As the economy and the nation’s fiscal condition deteriorated, Bush abandoned the no-tax-hike pledge and signed a tax-raising measure. The decision evoked anger and a sense of betrayal among conservatives and led to a primary challenge from the Right’s firebrand Pat Buchanan. Bush also was hurt by a weak base in Washington; he was only the second US president to serve a full term without party control in either chamber of congress.
Bush was far more in his element on international affairs. After Iraqi strongman Saddam Hussein invaded Kuwait, Bush — aided by his close associates Brent Scowcroft as national security adviser and James Baker as secretary of state — patiently wove a diplomatic and military web that trapped the Iraqi leader and led to a lightning war that successfully drove Iraqi forces out of Kuwait.
When the Berlin Wall fell in November 1989, the Bush administration delicately handled the immediate potentially explosive political fallout among old adversaries and, through patient diplomacy, helped pave the way for a largely peaceful series of revolutions in Eastern Europe that culminated in the collapse of the Soviet Union in 1991.
Bush proved himself willing to use US military might elsewhere.

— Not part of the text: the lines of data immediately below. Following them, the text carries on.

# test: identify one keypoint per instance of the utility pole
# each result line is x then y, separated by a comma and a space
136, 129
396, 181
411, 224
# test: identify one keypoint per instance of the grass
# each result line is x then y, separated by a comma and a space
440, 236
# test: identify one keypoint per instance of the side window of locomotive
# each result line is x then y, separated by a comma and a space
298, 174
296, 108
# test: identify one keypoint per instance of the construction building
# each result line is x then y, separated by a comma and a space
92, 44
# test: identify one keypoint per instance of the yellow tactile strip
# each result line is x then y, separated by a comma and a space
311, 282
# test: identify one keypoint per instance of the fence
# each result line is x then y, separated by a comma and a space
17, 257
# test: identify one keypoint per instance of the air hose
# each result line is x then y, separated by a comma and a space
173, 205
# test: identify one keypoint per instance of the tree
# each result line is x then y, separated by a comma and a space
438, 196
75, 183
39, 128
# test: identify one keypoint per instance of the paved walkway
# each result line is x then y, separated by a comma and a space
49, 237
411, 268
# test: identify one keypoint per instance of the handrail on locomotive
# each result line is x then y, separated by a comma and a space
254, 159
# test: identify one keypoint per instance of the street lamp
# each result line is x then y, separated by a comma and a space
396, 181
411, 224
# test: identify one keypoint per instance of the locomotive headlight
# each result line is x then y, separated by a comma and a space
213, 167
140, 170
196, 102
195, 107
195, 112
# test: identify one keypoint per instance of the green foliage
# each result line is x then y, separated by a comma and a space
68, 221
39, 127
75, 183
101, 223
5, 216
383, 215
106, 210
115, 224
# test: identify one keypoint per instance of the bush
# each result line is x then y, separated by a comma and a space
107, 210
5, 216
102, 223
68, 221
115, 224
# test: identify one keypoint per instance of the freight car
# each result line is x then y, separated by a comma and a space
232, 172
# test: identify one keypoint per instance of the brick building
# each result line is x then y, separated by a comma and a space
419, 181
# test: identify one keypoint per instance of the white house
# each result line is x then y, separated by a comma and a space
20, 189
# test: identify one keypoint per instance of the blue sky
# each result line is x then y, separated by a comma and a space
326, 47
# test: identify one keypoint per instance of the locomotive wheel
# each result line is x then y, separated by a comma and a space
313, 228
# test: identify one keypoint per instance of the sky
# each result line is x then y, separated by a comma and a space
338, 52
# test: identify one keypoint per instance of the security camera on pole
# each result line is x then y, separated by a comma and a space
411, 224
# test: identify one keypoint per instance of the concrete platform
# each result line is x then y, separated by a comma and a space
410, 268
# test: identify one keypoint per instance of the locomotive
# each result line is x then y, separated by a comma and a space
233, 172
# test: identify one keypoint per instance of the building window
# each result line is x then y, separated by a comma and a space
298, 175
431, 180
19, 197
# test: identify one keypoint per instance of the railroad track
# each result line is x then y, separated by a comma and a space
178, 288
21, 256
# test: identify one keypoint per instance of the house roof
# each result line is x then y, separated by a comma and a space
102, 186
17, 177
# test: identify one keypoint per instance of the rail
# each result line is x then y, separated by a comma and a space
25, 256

He first took military action in 1989 when he ordered the removal of Panamanian leader Manuel Noriega.
After success in the 100-hour Gulf war, the greatest US military victory since World War II, Bush seemed the captain of an American juggernaut. His approval rating approached 90 per cent. He and advisers began talking about a “new world order” of international equilibrium. But the American electorate turned fickle in the face of high unemployment and a sluggish economy, and Buchanan mounted a primary challenge to his re-election in 1992. He never fully recovered and lost the election to Clinton.

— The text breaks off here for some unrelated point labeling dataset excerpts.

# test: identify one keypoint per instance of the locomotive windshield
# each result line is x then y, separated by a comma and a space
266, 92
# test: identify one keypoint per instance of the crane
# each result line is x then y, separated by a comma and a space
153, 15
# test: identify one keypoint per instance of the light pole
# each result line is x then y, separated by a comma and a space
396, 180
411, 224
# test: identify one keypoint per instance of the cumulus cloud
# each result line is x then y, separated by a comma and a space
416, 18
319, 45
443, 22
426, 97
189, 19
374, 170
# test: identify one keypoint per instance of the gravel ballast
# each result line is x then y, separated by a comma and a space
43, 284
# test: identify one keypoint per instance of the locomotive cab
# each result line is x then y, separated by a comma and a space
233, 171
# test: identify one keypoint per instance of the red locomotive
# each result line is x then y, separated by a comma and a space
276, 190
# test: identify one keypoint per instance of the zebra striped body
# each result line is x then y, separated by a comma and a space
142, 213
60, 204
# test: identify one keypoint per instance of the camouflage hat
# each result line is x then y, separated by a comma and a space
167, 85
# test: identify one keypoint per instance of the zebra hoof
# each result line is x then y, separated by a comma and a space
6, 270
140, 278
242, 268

Bush inspired generations of Americans to public service, President Donald Trump said yesterday. “Along with his full life of service to country, we will remember president Bush for his devotion to family — especially the love of his life, Barbara.”
In retirement, Bush undertook a few diplomatic missions and celebrated his birthday into his mid-80s with a parachute jump. He developed post-presidential friendships with former foes, including Bob Dole, a fellow World War II veteran.

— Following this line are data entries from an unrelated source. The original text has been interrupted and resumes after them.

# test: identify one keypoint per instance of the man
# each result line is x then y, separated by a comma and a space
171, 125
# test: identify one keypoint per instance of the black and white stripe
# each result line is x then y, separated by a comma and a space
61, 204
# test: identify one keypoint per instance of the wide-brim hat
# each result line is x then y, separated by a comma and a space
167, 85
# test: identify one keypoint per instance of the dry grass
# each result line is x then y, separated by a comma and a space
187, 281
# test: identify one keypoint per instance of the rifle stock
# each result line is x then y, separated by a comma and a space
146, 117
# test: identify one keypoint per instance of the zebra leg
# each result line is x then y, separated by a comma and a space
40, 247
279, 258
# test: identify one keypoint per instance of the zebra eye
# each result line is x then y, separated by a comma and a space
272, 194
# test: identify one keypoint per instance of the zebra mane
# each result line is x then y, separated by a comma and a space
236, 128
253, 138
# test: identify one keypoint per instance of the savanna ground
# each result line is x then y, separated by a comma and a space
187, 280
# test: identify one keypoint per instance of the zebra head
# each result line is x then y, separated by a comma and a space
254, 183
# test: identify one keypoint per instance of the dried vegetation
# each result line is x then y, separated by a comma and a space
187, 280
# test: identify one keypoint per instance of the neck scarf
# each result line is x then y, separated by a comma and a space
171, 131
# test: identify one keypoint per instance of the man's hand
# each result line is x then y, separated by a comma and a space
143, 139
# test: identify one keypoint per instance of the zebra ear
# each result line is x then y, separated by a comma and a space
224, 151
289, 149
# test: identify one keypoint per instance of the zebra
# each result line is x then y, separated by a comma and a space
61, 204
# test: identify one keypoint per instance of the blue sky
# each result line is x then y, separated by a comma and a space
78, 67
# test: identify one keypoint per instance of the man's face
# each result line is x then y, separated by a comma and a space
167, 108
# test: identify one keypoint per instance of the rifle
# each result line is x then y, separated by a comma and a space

And he built a strong bond with Clinton, which began when the two former presidents worked together to raise money for victims of the Indian Ocean tsunami in 2004 and continued as they occasionally joined forces on other projects.
While George W. Bush was elected president and managed to win the second term that had eluded his father, the elder Bush stayed largely in the background. Later, Bush again stayed largely in the background while his wife, Barbara, gave interviews supporting son Jeb Bush’s presidential campaign.
Bush found a way, though, to signal his unhappiness with the man who vanquished his son in the 2016 election, Trump. He stayed away from his party’s 2016 convention.
When Barbara Bush died, Bush’s office described the former president as heartbroken but strong and stoic. Of her passing, Bush said: “We have faith she is in heaven, and we know life will go on — as she would have it. So cross the Bushes off your worry list.”
The Wall Street Journal
George HW Bush. Former US president. Born Milton, Massachusetts, June 12, 1924. Died Houston, December 1, aged 94.